In her latest book, Out on the Water, New Zealand author Tessa Duder has written 12 short stories about sailing – something which she holds dear. Duder has written about sailing before – her story Night Race to Kawau is a perennial favourite and she is a trustee of the Spirit of New Zealand trust. In fact, as you read these stories you get the impression that boats have always been a feature of her life.
When an author writes about a topic he or she knows well, the stories come across as authentic and believable. When an author writes about a topic they are passionate about, the stories come across as exciting and intriguing.
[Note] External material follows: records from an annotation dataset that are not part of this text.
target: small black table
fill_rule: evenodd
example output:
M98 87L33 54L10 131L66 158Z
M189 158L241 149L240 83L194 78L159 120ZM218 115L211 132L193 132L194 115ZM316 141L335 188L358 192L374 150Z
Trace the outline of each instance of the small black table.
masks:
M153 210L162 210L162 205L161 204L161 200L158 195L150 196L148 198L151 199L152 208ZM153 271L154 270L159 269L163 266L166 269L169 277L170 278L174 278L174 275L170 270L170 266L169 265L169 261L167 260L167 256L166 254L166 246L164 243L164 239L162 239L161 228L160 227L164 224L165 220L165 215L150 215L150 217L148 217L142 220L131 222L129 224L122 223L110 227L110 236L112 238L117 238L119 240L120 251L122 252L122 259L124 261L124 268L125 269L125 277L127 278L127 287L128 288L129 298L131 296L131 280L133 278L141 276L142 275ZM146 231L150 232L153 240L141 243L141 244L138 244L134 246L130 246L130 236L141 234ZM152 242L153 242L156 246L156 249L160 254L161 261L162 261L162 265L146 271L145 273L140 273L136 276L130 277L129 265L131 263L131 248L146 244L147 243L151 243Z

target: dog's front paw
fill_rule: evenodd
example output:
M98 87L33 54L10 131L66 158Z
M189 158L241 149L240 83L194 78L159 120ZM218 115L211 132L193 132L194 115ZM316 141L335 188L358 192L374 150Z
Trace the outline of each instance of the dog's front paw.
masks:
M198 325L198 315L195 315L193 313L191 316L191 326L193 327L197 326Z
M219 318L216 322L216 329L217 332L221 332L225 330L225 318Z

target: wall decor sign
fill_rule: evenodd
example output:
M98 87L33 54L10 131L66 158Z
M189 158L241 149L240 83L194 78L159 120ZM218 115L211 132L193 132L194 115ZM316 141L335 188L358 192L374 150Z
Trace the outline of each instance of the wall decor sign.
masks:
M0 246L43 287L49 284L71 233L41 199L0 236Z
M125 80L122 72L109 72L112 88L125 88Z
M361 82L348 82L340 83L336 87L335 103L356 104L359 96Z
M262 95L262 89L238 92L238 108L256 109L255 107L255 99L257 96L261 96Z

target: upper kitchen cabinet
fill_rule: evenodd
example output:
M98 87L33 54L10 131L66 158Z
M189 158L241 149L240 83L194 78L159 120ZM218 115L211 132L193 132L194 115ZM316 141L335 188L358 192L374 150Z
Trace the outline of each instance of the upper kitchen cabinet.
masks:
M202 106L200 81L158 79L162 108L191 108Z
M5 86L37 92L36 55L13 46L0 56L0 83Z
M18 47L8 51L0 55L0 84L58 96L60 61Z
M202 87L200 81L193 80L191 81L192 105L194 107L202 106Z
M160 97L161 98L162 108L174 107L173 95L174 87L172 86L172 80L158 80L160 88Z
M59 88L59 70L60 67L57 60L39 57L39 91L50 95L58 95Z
When an author can do both, as Duder has in this volume, a little bit of magic is borne.
This collection of twelve stories includes a historical story aboard an old square rigged ship (not terribly unlike the Spirit of New Zealand) where a young brother and sister are travelling across the Tasman Sea to meet their (overpowering) father. There’s a powerful story of a boy who yearns to work on his father’s barge and is in conflict with his mother who wants him to stay in school. The barge moves cattle between Great Barrier Island and an early version of Auckland City. The snippet of early farming life and the role of working vessels in pioneering New Zealand is lovely. There are stories of capsize, of first sailing experiences in small racing craft (P class, optimists, and the like) and lessons of safety and weather.
The twelve stories are each unique – time, place, characters – with only the sea and a vessel linking them. I’m sure readers will find some favourites among them.